Correspondence to:*Correspondence: zrp_7142@163.com

Received: January 20, 2014; Revised: August 7, 2014; Accepted: August 11, 2014

Abstract

Mesenchymal stem cells (MSCs) can differentiate into neural cells to treat nervous system diseases. Magnetic resonance is an ideal means for cell tracking through labeling cells with superparamagnetic iron oxide (SPIO). However, no studies have described the neural differentiation ability of SPIO-labeled MSCs, which is the foundation for cell therapy and cell tracking in vivo. Our results showed that bone marrow-derived mesenchymal stem cells (BM-MSCs) labeled in vitro with SPIO can be induced into neural-like cells without affecting the viability and labeling efficiency. The cellular uptake of SPIO was maintained after labeled BM-MSCs differentiated into neural-like cells, which were the basis for transplanted cells that can be dynamically and non-invasively tracked in vivo by MRI. Moreover, the SPIO-labeled induced neural-like cells showed neural cell morphology and expressed related markers such as NSE, MAP-2. Furthermore, whole-cell patch clamp recording demonstrated that these neural-like cells exhibited electrophysiological properties of neurons. More importantly, there was no significant difference in the cellular viability and [Ca2+]i between the induced labeled and unlabeled neural-like cells. In this study, we show for the first time that SPIO-labeled MSCs retained their differentiation capacity and could differentiate into neural-like cells with high cell viability and a good cellular state in vitro.

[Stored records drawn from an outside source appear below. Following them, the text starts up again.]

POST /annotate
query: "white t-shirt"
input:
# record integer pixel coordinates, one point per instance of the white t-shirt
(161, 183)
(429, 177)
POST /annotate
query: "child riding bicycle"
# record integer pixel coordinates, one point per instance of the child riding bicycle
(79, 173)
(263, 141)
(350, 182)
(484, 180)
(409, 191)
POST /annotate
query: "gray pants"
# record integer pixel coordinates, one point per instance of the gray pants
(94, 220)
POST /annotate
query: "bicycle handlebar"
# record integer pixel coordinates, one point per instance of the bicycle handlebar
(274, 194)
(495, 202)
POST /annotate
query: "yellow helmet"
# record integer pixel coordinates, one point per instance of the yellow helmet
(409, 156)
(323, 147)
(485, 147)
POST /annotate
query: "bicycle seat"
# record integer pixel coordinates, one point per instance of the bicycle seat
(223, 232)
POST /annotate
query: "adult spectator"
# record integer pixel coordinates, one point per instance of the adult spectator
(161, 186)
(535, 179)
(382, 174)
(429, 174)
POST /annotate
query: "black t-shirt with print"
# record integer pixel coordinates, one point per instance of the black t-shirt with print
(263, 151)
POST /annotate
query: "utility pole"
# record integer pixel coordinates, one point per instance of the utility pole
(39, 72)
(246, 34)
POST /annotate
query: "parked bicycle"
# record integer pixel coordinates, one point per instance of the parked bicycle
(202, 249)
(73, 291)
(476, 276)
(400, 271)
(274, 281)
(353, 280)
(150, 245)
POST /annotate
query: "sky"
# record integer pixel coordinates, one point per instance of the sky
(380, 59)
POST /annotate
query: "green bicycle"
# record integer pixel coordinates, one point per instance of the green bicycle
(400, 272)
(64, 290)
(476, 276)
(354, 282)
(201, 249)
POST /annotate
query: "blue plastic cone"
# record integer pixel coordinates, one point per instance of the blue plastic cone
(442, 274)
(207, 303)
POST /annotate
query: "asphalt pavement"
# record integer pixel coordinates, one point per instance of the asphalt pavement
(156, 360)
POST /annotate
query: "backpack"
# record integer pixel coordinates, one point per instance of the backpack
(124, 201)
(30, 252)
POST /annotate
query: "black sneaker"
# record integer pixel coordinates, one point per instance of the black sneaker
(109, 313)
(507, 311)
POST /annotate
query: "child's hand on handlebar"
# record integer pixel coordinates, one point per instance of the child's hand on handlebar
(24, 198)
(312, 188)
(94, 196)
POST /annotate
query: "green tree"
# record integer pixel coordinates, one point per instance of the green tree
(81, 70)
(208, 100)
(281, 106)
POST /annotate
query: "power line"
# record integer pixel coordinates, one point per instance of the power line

Keywords: bone marrow-derived mesenchymal stem cells (BM-MSCs), differentiation, neural-like cells, superparamagnetic iron oxide (SPIO)

INTRODUCTION

Mesenchymal stem cell (MSC) transplantation is one promising approach to treat various central nervous system (CNS) diseases, such as spinal cord injury (Eftekharpour et al., 2008), stroke (Guti?rrez-Fern?ndez et al., 2013), and neurodegenerative diseases (Joyce et al., 2010). Many studies based on animal experiments have demonstrated that MSCs can produce cytokines or growth factors that could lead to neural cell rescue and promote regeneration throughneuroprotection (Hsieh et al., 2013) or that they can differentiate into neural stem cells and ultimately develop into neural cells (Wang et al., 2013) and replace a lost population of cells to promote regeneration in vivo. Accordingly, MSCs and MSC-derived neural cells are considered to be ideal seed cells for replacement therapy in nervous system disorders due to the advantages of a plentiful source of cells, low immunogenicity, and fewer ethical concerns during autotransplantation applications (Harris et al., 2012; Van Velthoven et al., 2013).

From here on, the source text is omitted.